Die Zeiten, als Motorradfahrer stark und technisch versiert sein mussten, sind schon lange vorbei. Moderne Motorräder und Roller sind einfach zu bedienen, zuverlässig und individuell anpassbar. Deshalb hat auch das weibliche Geschlecht das Töff- und Rollerfahren längst für sich entdeckt und vom Sozius- in den Fahrersattel gewechselt. Zehntausende Schweizerinnen jeglichen Alters sind heute im Alltag oder in der Freizeit auf motorisierten Zweirädern aller Größen und Klassen unterwegs, laut Angaben des Schweizer Branchenverbandes motosuisse.

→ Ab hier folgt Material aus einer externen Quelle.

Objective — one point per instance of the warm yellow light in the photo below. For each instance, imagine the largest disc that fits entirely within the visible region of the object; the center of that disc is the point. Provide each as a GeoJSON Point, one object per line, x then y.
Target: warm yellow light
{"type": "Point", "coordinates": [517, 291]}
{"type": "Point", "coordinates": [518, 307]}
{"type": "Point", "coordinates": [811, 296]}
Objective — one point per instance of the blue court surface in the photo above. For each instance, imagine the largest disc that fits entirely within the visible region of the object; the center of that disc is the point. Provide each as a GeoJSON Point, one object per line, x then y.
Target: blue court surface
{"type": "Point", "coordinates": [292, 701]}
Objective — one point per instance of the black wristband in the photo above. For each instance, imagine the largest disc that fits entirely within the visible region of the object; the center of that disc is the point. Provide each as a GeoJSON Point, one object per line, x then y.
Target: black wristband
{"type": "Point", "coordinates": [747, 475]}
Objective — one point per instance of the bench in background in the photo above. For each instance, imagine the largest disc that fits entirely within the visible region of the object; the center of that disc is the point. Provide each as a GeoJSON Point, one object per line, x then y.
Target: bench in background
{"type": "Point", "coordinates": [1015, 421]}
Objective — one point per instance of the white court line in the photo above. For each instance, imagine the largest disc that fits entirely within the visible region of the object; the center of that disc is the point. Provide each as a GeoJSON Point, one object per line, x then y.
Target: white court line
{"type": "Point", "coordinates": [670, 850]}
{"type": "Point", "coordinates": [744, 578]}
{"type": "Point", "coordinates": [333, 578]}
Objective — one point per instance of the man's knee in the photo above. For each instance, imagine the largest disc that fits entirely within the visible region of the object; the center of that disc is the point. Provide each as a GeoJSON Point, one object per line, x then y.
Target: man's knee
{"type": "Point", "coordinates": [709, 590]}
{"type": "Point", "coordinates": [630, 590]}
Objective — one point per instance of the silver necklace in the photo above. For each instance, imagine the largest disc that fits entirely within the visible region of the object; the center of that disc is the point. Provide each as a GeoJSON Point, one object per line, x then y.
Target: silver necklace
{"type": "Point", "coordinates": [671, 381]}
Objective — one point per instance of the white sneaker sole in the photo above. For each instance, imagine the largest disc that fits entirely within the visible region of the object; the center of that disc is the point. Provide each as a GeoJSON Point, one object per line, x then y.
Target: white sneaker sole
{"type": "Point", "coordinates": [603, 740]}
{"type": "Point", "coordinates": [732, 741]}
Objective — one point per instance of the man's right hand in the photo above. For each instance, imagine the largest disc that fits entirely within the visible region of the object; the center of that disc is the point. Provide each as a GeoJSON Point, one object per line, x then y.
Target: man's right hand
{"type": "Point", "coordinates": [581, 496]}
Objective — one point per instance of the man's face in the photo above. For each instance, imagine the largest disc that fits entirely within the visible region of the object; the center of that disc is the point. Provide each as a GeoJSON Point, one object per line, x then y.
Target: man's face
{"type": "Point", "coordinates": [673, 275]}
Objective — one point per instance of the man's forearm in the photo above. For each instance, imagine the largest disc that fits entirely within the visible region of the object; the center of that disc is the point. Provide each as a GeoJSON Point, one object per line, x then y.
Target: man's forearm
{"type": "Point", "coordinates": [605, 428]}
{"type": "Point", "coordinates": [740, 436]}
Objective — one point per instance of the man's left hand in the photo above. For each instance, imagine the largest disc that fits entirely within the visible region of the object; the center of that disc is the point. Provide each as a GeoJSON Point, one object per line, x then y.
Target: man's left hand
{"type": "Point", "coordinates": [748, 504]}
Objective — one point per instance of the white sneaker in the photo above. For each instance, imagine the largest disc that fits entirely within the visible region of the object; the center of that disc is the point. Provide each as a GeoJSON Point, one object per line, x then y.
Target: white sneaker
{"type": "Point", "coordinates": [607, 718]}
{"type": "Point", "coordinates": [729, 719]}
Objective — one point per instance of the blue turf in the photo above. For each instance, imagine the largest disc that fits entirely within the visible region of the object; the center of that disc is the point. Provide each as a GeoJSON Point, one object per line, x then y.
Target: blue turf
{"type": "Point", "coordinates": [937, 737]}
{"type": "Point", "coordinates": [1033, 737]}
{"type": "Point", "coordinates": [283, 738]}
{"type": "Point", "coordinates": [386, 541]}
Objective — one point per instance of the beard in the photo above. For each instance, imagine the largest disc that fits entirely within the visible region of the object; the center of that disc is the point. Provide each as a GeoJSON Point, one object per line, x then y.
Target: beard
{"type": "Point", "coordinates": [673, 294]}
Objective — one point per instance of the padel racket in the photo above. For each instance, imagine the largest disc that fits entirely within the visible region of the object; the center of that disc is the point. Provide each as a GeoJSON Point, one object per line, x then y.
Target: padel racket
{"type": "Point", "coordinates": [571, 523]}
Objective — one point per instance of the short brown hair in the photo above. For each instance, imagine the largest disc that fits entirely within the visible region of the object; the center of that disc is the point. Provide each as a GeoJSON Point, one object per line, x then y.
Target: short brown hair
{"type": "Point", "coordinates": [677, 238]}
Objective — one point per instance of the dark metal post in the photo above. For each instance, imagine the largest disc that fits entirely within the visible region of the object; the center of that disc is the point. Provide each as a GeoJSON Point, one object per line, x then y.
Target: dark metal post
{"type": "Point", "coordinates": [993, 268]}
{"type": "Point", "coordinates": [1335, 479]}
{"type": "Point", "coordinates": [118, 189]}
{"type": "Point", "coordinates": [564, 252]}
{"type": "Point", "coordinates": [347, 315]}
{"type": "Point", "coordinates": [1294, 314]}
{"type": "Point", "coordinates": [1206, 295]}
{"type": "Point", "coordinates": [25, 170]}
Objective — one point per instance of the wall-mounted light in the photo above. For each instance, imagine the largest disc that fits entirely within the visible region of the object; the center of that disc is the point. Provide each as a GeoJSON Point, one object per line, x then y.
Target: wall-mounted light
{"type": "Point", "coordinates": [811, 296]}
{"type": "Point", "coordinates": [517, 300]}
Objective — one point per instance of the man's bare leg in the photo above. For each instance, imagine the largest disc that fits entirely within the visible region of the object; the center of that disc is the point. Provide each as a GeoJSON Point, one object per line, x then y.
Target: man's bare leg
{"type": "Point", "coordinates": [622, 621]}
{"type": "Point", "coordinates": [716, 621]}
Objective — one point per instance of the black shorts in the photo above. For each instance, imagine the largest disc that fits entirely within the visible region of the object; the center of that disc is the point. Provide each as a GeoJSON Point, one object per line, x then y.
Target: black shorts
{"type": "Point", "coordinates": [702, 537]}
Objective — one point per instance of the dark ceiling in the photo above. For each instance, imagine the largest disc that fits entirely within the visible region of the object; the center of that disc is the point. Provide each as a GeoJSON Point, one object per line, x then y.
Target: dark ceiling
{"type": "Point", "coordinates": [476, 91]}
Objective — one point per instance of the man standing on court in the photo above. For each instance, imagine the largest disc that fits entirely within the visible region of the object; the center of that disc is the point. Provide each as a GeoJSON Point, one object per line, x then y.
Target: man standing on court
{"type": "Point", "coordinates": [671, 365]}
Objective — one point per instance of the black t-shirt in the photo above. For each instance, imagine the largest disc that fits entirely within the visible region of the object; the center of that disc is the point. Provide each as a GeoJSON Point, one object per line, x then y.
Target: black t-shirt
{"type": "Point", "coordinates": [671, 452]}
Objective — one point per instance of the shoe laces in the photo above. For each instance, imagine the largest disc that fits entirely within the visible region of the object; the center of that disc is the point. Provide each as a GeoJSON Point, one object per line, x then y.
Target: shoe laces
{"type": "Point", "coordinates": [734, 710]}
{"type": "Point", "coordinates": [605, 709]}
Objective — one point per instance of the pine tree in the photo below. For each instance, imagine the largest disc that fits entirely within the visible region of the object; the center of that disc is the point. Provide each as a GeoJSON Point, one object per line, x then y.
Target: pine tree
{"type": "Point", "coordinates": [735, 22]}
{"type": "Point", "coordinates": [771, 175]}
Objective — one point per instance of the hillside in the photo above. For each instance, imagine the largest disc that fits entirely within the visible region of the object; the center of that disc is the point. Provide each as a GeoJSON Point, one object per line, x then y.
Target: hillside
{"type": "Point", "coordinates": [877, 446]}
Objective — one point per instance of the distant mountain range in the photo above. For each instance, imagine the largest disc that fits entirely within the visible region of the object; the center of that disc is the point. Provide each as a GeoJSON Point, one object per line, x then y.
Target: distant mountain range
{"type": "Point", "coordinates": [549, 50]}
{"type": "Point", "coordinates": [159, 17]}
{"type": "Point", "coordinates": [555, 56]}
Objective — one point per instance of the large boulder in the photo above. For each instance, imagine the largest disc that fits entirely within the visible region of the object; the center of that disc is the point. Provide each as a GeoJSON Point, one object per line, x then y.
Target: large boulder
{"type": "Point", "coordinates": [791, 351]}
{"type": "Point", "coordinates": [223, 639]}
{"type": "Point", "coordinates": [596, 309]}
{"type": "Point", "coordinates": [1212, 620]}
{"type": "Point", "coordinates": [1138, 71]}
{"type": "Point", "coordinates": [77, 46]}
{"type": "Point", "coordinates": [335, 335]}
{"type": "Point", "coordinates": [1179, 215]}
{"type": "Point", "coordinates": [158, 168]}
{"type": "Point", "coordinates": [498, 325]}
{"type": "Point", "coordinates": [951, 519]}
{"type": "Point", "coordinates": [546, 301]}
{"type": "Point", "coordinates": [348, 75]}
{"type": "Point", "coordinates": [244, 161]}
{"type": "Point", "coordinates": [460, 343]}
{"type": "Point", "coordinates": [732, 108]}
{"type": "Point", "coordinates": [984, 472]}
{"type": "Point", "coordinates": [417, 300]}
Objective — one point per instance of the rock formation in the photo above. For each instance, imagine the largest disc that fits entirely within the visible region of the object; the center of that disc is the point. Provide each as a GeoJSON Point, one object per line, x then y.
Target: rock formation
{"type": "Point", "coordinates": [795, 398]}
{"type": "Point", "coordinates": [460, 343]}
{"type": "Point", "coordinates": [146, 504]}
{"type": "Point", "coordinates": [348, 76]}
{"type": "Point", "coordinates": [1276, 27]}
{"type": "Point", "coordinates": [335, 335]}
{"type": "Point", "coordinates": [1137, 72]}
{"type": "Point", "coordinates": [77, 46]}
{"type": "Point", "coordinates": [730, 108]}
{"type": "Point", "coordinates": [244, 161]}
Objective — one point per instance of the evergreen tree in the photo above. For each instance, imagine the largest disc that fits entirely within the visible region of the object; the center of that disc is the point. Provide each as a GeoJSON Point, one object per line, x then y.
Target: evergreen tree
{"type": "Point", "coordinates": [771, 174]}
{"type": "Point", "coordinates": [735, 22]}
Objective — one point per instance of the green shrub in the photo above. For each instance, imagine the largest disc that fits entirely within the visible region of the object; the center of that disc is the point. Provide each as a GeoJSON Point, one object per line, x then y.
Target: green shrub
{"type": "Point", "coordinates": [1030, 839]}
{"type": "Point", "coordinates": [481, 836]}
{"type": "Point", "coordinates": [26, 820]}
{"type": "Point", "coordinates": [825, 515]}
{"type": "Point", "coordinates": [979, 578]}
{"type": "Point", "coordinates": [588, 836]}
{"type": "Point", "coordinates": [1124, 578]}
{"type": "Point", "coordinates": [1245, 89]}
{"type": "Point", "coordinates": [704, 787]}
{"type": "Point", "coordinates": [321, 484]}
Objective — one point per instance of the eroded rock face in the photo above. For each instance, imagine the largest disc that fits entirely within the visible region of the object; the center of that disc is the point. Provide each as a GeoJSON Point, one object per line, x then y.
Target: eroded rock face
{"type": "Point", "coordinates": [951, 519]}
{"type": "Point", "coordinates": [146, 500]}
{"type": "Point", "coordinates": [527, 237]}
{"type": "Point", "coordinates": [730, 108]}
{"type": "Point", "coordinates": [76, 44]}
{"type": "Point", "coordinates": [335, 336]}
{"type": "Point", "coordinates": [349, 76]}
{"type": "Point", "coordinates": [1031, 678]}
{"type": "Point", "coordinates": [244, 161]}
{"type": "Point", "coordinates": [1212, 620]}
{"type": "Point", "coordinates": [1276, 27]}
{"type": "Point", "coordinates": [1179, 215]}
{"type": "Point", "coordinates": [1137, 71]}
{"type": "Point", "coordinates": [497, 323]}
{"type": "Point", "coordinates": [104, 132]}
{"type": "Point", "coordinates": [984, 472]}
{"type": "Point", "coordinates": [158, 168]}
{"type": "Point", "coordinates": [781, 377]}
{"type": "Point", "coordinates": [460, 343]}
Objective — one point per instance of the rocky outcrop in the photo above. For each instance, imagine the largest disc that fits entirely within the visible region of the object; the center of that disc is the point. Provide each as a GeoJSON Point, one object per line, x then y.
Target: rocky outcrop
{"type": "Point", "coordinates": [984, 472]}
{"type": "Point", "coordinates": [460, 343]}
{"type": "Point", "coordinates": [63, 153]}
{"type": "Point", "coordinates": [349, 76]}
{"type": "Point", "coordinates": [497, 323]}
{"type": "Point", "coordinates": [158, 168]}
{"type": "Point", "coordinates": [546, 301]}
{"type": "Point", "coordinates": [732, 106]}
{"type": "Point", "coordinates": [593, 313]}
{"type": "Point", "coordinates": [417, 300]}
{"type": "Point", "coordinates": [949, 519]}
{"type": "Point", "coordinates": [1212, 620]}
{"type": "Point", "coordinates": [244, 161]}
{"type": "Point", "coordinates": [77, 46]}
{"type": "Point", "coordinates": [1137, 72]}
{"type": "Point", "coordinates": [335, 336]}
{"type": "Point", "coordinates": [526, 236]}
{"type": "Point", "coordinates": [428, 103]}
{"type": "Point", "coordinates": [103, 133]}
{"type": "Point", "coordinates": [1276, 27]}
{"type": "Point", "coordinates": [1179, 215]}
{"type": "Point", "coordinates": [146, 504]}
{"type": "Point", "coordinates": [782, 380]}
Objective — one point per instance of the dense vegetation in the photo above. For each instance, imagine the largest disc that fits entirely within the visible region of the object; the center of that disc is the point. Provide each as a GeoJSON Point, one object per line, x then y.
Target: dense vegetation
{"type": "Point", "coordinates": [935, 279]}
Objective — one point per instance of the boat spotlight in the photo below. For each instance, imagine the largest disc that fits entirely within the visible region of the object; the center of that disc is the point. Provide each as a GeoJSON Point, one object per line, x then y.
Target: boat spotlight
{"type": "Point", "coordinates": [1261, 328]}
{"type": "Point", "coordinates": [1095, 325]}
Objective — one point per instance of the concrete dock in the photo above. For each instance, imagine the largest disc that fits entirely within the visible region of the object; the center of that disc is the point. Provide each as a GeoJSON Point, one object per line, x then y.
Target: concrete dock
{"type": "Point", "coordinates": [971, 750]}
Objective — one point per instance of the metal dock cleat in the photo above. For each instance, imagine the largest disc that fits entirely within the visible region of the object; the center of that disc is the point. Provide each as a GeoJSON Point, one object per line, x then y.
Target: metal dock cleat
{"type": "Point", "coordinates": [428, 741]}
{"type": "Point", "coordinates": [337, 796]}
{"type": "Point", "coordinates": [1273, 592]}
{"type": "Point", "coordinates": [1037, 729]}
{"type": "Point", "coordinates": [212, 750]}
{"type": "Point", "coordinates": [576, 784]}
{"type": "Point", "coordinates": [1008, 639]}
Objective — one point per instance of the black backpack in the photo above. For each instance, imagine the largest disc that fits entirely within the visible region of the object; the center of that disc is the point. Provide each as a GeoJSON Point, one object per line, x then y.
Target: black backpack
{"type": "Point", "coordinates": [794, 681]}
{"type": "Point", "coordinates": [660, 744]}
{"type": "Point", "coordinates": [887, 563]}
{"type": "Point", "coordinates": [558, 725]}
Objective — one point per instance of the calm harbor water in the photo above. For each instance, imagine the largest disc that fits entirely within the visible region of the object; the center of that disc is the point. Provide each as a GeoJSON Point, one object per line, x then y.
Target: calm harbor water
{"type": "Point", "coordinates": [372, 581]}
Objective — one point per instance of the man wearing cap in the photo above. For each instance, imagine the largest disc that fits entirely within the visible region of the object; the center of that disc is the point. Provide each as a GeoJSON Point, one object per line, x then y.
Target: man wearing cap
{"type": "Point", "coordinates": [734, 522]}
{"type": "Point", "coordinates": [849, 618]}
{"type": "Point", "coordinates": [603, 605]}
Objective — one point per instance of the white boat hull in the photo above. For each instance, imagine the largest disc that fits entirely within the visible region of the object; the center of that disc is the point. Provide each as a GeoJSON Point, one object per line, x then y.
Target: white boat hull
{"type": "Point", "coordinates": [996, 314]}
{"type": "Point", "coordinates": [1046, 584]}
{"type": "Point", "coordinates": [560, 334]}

Motorräder: Leicht, attraktiv, sicher und einfach zu bedienen

Die Motorradindustrie hat an dieser Entwicklung einen wichtigen Anteil, natürlich neben einer grundsätzlich selbstbewusster agierenden Weiblichkeit im Zeichen der Gleichstellung von Mann und Frau, indem sie die Zugänglichkeit und Bedienung von Motorrädern entscheidend vereinfacht hat. Dazu gehören etwa: Niedrige und individuell anpassbare Sitzhöhen für einen sicheren Stand; individuell einstellbare, leichtgängige Hand- und Fußhebel; ein extrem vielfältiges, technisch und optisch attraktives Modellangebot in der Mittelklasse, sowie hohe Sicherheitsstandards. Auch die Zubehörbranche hat sich auf das Thema Frau am Lenker eingestellt. Speziell für die Bedürfnisse und Ansprüche der Frauen designte, modische Motorradbekleidung lässt Frau von Heute adrett und dennoch sicher fahren.

Roller: Vor allem bei Frauen zwischen 20 und 30 Jahren beliebt

Noch höher als bei den Motorrädern ist die Frauenquote bei den Rollern, vor allem bei den 20- bis 30-Jährigen. Von den in der Schweiz registrierten 275.000 Stadtflitzern werden etwa 50.000, also rund 20 Prozent, von Frauen gesteuert. Bei den Rollern sind ein elegantes Design, eine spielerisch einfache Bedienung dank Automatik-Getrieben und niedrigem Gewicht, das Vorhandensein eines Helmstaufachs, niedrige Anschaffungs- und Unterhaltskosten sowie die Multifunktionalität in Stadt- und Agglomeration die zentralen Anziehungspunkte für die weibliche Kundschaft.